Visualisation and investigation of water retention in tight oil reservoir via real sandstone micro-models

Abstract

Hydraulic fracturing is considered as an effective approach for the development of tight oil reservoirs. Unlike conventional reservoirs, after a large volume injection of the fracturing fluid, the flowback rate in tight oil reservoirs is considerably lower whereas the underlying mechanism explaining water retention remains unclear. Therefore, in this work, to investigate the water retention mechanism, fracturing fluid injection and particularly oil production process were emulated within real tight rock chips. Displacement and water retention events were directly visualised and captured using a microscope.
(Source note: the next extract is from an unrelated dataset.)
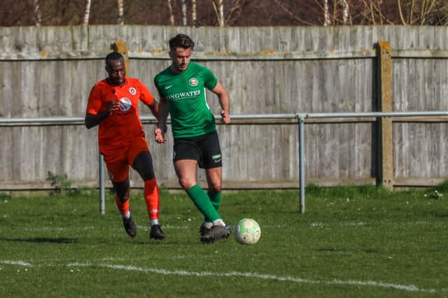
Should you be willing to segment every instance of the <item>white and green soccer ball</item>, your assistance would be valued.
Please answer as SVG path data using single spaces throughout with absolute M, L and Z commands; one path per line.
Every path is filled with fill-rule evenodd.
M 255 244 L 260 240 L 261 229 L 252 218 L 244 218 L 235 224 L 233 234 L 239 243 Z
As a result, the discrepancy between temporary and permanent residence of water inside the pore space was clarified. Additionally, nuclear magnetic resonance (NMR) scanning was incorporated to study the pore-scale fluid flow behaviours. Results show that a large portion of water was retained in smaller pores and water retention rate is positively correlated with oil recovery, implying invaded water replaced the oil and resided in the pore space therefore increasing the mobile oil in the formation as oil flowing back. This work proposed an interpretation of water retention mechanism in tight oil reservoir after hydraulic fracturing and provided an insight to optimise the development and production of tight oil reservoirs. [Received: January 20, 2020; Accepted: April 23, 2020]